Our Michigan Governor Gets Some National Attention

George Will, writing in Townhall has noticed something.

INDIANAPOLIS -- Indiana likes having the nation's highest portion of workers -- 20 percent -- in manufacturing, so five days before Delphi, the Michigan-based automobile parts manufacturer, entered bankruptcy, Gov. Mitch Daniels, a Republican who believes that ``conservatism can be active,'' called Delphi. He praised Indiana as a paradise for even more Delphi operations than are already there.

Michigan's Democratic governor, Jennifer Granholm, responded to Delphi's travails differently, denouncing Delphi's executives, Washington and globalization. In the game of entrepreneurial federalism -- states competing to lure businesses -- score one for the Hoosier State, which in the four years before Daniels became governor had a net job loss.


The attitude of our governor, Jennifer Granholm, is one that exemplifies the old school politics of envy.

Here is a governor that clings to an exorbitant gas tax because it is too important to the economy of Michigan. Here is a governor that is perched atop one of the most regressive business tax formulas in the nation (and wanting more taxes.) And, here is a governor that is decidedly pro-labor vs. business in an atmosphere where our businesses must compete with global adversaries not to mention other states. Does that sound to you like a recipe for business growth?
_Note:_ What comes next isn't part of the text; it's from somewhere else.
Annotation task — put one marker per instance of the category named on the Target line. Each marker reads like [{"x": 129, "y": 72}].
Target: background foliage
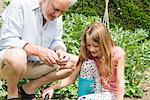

Our Canadian born/California raised/and Harvard educated Governor is abiding by that most disgusting of liberal screeds--that government is the solution to economic problems--when in fact it is government that is the stumbling block to employment and economic growth. Throw in a dash of class envy so that re-election isn't difficult, and you cannot wonder why the exodus of business employers will continue.